Consider, therefore, the facts of the present case in the light of the Goldstone decision. The decedent here retained no interest, contingent or otherwise, in the proceeds of the policy, even in the event that all the beneficiaries predeceased her. Further, the policy, in regard to ownership thereof, contained the following provision:

“Owner. The rights conferred upon the Owner by the terms of this policy shall be vested in the Insured’s children, Edwin J. Bohnen, Theodore G. Bohnen and Virginia E. Bohnen, jointly during thcii; lifetime. Upon the death of any one of the Insured’s said children, such rights shall be vested in the survivors of them, jointly during their lifetime, or if only one of them be surviving, such rights shall be vested in the survivor of them during his or her lifetime. Upon the death of the last survivor of the Tnsured’s said children, such rights shall be vested in the executors or administrators of the last survivor of the Insured’s said children.
“A person while thus vested with the rights of Owner, may, prior to the death of the Insured, exercise the rights conferred upon the Owner by the terms of this policy without the consent of the Insured or any special beneficiary.”
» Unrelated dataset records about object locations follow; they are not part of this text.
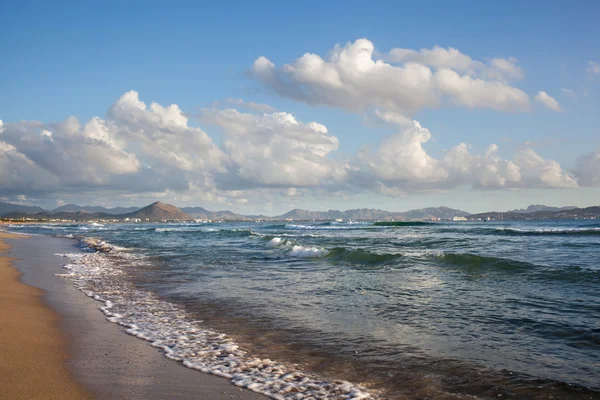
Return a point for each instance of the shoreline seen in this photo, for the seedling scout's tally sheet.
(105, 360)
(33, 353)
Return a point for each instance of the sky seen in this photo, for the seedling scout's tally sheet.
(266, 106)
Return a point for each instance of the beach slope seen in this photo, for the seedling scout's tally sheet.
(32, 353)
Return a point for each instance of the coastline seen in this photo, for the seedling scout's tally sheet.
(104, 359)
(33, 353)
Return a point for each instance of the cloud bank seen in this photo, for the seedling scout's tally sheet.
(138, 148)
(356, 77)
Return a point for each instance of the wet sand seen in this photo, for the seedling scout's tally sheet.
(33, 353)
(104, 359)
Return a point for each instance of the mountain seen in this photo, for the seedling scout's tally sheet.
(95, 209)
(299, 214)
(570, 213)
(158, 212)
(203, 213)
(539, 207)
(7, 208)
(196, 212)
(65, 215)
(372, 214)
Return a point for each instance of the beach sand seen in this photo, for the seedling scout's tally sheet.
(109, 363)
(32, 352)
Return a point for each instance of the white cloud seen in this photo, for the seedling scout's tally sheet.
(164, 134)
(570, 93)
(153, 151)
(548, 101)
(249, 105)
(587, 169)
(593, 69)
(352, 77)
(501, 69)
(401, 163)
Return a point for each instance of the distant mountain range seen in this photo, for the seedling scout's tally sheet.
(203, 213)
(538, 207)
(160, 212)
(369, 214)
(6, 208)
(571, 213)
(94, 209)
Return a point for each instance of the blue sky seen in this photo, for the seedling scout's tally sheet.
(76, 59)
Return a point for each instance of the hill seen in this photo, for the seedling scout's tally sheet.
(540, 207)
(7, 208)
(575, 213)
(158, 212)
(434, 212)
(95, 209)
(373, 214)
(203, 213)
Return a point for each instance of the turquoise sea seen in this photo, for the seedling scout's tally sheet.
(354, 310)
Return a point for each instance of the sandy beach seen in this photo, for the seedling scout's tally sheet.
(58, 345)
(33, 354)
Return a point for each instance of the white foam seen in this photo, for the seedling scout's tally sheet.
(550, 230)
(307, 252)
(182, 338)
(275, 242)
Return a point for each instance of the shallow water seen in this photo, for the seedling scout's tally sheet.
(440, 310)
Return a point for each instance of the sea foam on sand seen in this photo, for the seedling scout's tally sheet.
(169, 327)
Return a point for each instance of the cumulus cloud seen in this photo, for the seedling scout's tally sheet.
(587, 169)
(401, 162)
(144, 151)
(501, 69)
(137, 148)
(570, 93)
(353, 77)
(593, 69)
(548, 101)
(274, 150)
(249, 105)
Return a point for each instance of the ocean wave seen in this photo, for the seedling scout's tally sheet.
(470, 261)
(147, 317)
(307, 252)
(360, 256)
(403, 223)
(549, 231)
(476, 263)
(327, 227)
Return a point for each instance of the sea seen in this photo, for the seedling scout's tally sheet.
(357, 310)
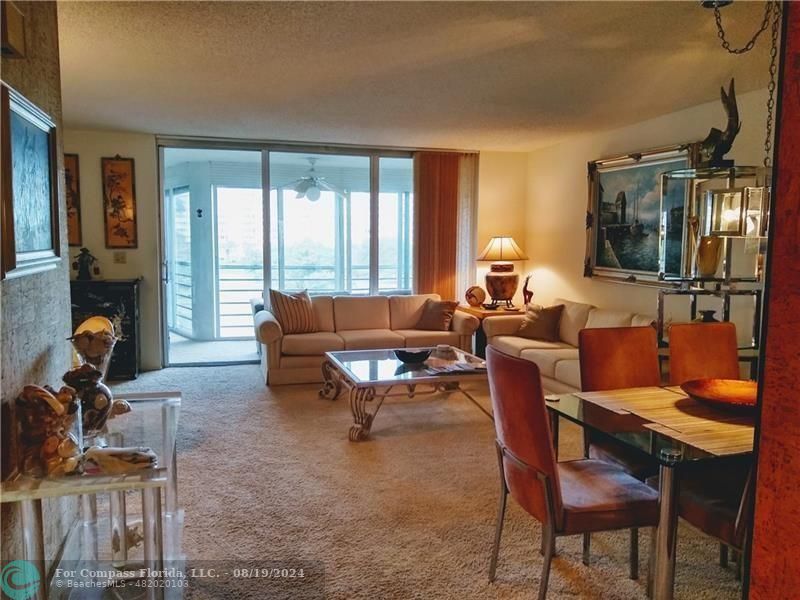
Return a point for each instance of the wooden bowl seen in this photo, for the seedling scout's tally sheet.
(413, 356)
(729, 394)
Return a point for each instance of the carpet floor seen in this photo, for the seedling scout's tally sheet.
(267, 476)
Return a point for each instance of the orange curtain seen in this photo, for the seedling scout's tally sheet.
(436, 197)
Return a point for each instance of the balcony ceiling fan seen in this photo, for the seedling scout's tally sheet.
(312, 185)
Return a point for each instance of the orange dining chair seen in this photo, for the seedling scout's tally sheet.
(615, 358)
(700, 350)
(716, 501)
(567, 498)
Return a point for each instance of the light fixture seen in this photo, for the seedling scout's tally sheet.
(311, 186)
(501, 281)
(312, 193)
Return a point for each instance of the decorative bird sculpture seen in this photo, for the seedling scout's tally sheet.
(527, 295)
(718, 143)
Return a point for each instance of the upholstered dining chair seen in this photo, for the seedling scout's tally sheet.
(698, 350)
(615, 358)
(715, 501)
(567, 498)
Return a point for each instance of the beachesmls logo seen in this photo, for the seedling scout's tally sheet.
(20, 580)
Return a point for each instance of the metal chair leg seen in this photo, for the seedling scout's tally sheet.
(634, 553)
(550, 545)
(651, 563)
(501, 514)
(587, 542)
(739, 565)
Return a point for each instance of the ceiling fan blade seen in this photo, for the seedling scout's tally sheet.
(303, 185)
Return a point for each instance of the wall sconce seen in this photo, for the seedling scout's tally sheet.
(739, 212)
(726, 212)
(756, 212)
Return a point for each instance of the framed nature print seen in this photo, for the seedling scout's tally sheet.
(630, 235)
(30, 239)
(119, 202)
(72, 180)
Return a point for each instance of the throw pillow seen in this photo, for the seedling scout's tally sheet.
(293, 311)
(436, 315)
(541, 323)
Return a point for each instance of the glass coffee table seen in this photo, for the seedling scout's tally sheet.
(371, 376)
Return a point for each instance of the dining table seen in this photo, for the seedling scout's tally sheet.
(674, 429)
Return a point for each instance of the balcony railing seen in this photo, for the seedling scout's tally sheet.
(238, 284)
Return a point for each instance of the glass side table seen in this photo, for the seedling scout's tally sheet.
(153, 423)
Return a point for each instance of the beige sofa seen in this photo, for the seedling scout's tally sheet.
(557, 361)
(351, 323)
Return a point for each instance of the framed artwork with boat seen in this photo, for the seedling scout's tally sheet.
(633, 233)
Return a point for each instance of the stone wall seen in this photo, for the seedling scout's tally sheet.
(35, 309)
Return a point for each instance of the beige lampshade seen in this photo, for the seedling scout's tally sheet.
(502, 248)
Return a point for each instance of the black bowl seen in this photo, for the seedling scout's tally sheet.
(413, 356)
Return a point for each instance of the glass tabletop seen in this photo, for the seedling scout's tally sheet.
(382, 367)
(151, 423)
(631, 430)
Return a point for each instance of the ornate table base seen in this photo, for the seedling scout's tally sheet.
(363, 397)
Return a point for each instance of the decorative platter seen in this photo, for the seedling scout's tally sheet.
(729, 394)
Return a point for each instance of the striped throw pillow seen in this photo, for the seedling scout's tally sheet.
(293, 311)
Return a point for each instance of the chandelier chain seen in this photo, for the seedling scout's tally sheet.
(768, 9)
(773, 75)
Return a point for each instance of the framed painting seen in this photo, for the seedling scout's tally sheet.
(72, 179)
(632, 233)
(119, 202)
(29, 211)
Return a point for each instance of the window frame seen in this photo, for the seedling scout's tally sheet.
(374, 153)
(343, 232)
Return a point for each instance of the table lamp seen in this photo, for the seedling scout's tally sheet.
(501, 281)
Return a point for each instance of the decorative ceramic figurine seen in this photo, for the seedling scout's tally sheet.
(96, 398)
(706, 316)
(527, 295)
(49, 430)
(117, 461)
(718, 143)
(475, 295)
(95, 348)
(85, 263)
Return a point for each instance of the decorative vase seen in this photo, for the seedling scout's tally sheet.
(96, 398)
(50, 431)
(709, 252)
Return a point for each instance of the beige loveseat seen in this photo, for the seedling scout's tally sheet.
(351, 323)
(557, 361)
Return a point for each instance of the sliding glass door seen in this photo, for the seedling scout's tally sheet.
(213, 253)
(332, 222)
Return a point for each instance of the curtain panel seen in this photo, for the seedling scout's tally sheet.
(446, 187)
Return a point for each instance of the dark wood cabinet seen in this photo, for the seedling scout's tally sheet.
(118, 300)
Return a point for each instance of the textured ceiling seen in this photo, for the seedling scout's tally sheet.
(483, 75)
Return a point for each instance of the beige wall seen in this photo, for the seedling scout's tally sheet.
(557, 189)
(502, 202)
(91, 146)
(35, 309)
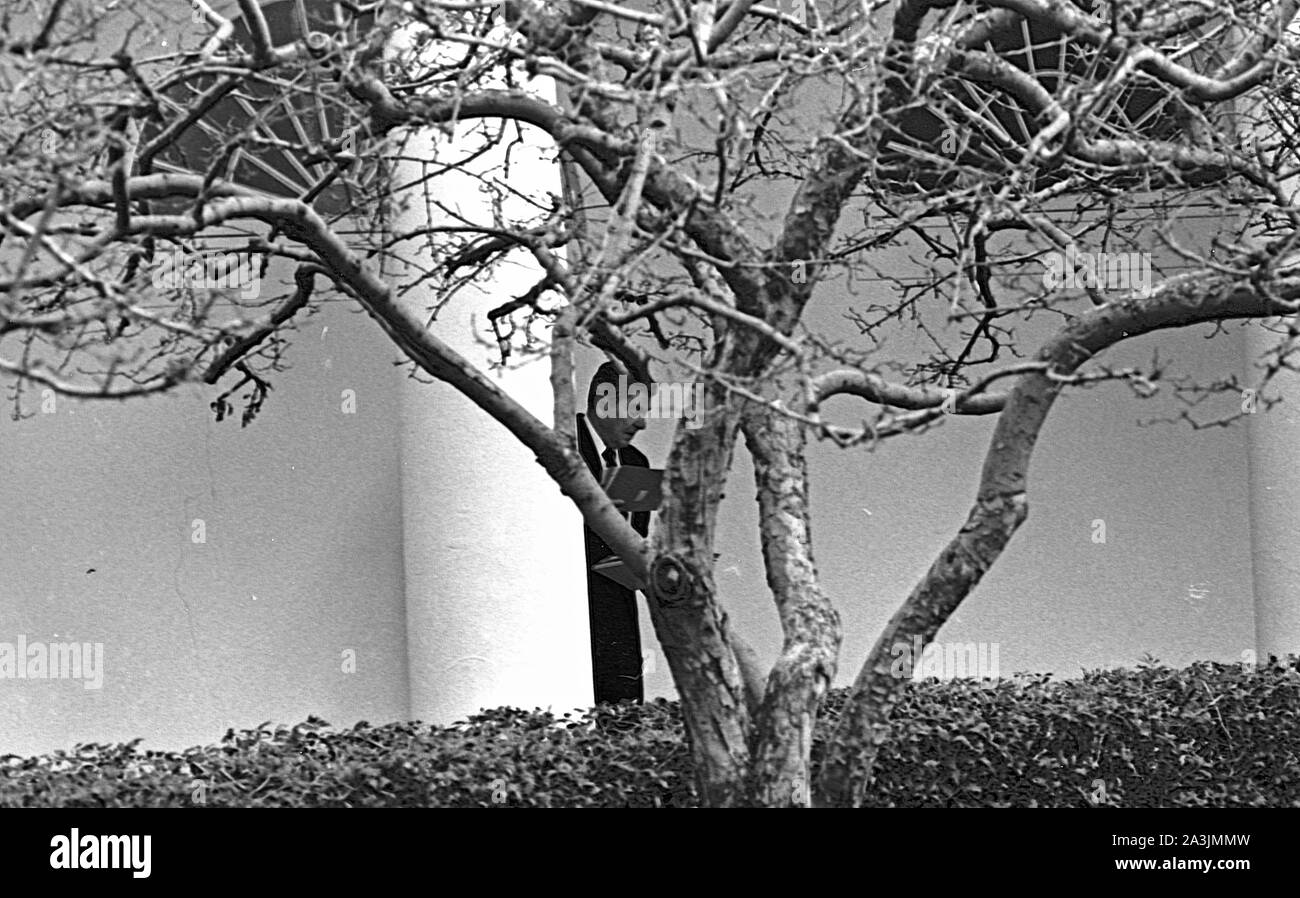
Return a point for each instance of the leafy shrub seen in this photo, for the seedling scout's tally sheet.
(1204, 736)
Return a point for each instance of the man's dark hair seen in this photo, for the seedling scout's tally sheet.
(609, 373)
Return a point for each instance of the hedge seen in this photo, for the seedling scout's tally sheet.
(1204, 736)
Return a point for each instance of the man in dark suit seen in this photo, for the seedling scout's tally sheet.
(611, 607)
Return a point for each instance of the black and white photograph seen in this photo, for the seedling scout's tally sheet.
(659, 404)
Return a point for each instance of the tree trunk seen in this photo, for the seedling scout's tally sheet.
(784, 724)
(1001, 504)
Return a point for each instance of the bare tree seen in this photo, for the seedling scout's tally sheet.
(744, 160)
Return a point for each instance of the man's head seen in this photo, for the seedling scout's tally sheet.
(607, 406)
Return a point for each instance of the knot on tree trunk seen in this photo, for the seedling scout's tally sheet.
(670, 580)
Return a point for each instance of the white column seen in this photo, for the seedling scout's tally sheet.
(1274, 456)
(495, 575)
From the foregoing, it should be clear that absolutely no reversionary interest of any type or description was retained or possessed by the decedent in the instant case. Since, therefore, that was the “es*122sential element” in the Goldstone case, its absence here is a valid distinguishing factor. Insofar as the plaintiffs were concerned, there was no deferment of possession or enjoyment until at or after decedent’s death, and hence was not within the scope of Section 811(c).

For the foregoing reasons, plaintiffs’ motion for judgment on the pleadings is granted, and judgment will, therefore, enter in favor of plaintiffs. Plaintiffs are directed to prepare and submit to the Court, within 15 days hereof, a judgment proper as to form.